Sunday, May 20, 2012

Motherhood is elusive!

I wrote the following on my last birthday.
A monumental day!
The day my latest baby was conceived.

I just read my thoughts again,
And recognised the pain in my heart.
The acceptance, the wanting and the hope that lay in my words.


Motherhood is elusive, it is something that I have wanted from childhood and today as I celebrate my birthday it is something that still eludes me.  Or is it?  Is mothering something that requires you to have borne your own child, to nurture your own flesh and blood, to love only those who resemble you in looks, spirit or personlaity?  Or is it something more? 

Mothering began for me as a small child.  It was expressed in the caring of dolls and the play with our cats.  My sister and I would bathe our dolls, we would change their nappies, we would dress them and we would talk to them mimicking the mothering behaviours of our own mother expressed to our younger siblings.   Our cats did not escape the intrinsic mothering instinct.  They shared the dolls wardrobe as we dressed them in their clothing and pushed the cats in the dolls prams.  Surprisingly, we never felt the scratch of complaint from our cats; they appeared to enjoy it as much as we did. It was expressed in the rescuing of mice from the cats and care that was taken to ensure they felt safe once again. 

My early adult years were spattered with periods of loneliness as I waited to meet someone that I wanted to share my life with and with whom to start a family.  Marriage and mothering, in my mind, were never mutually exclusive.  Marriage would be shortly followed my motherhood.  As the years crept by and that prayer remained unanswered I gave up on the idea of mothering my own children and found solace and comfort in mothering the children of my siblings.  I found joy in that role and cultivated the status of favourite aunty.  My weekends were often filled with the company of little people that I could mother.  A little different than mothering dolls and cats and oh so much more rewarding. 

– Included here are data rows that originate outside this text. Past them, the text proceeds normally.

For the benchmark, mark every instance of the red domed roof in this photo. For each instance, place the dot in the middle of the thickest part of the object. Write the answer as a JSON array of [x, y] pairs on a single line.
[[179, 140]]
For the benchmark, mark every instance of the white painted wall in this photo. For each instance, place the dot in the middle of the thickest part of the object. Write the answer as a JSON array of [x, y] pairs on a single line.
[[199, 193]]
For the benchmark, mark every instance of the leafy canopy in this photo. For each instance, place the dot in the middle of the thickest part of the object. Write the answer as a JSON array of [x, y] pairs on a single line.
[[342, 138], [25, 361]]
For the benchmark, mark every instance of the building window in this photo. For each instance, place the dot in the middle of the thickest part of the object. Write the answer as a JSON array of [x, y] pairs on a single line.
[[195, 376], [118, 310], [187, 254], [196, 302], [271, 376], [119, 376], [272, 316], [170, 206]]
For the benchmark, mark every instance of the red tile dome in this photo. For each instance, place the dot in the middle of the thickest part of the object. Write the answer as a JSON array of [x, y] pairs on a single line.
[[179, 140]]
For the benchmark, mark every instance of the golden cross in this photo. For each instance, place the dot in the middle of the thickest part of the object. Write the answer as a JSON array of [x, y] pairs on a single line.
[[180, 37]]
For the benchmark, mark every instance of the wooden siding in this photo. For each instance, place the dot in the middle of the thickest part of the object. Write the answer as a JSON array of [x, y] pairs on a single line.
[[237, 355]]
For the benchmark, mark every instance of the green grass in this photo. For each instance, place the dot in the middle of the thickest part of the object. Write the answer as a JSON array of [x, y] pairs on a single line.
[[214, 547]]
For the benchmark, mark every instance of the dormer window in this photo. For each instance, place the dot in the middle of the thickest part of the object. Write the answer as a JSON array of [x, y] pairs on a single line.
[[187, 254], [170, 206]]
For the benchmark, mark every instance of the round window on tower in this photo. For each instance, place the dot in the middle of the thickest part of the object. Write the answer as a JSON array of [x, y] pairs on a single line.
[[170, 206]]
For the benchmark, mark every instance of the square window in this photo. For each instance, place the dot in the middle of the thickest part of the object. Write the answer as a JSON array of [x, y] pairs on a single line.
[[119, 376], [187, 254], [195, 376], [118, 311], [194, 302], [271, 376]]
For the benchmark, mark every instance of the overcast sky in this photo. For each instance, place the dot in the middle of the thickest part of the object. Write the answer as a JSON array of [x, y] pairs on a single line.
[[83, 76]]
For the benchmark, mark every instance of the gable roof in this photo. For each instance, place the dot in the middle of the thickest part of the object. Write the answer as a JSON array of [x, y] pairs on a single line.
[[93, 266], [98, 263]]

I met my beautiful and oh so very handsome husband, Ronnie, when I was 34.  How lucky I am that his mother took her mothering responsibilities seriously: she saw possibilities and arranged for us to meet and the rest, as they say, is history!  We married after a short courtship and decided to commence the journey into parenthood immediately.  We talked of traditions we would like introduce to our children, we talked of the joys of mothering and fathering.  We dreamt, we hoped and we prayed but those children did not come.  Mothering my own children was a yearning that remains unsatisfied. 

There were some miracles; lives were created, but were short lived.  My heart soared with joy, with hope with delight only to come crashing to depths my soul has not known before.  With each successive loss my heart broke a little more, I changed, I hurt and I softened.  I feel my children, I am waiting for the time when they can become a part of my life, when I can love them, nurture them, treasure them.  I wait for the time when I can continue mothering.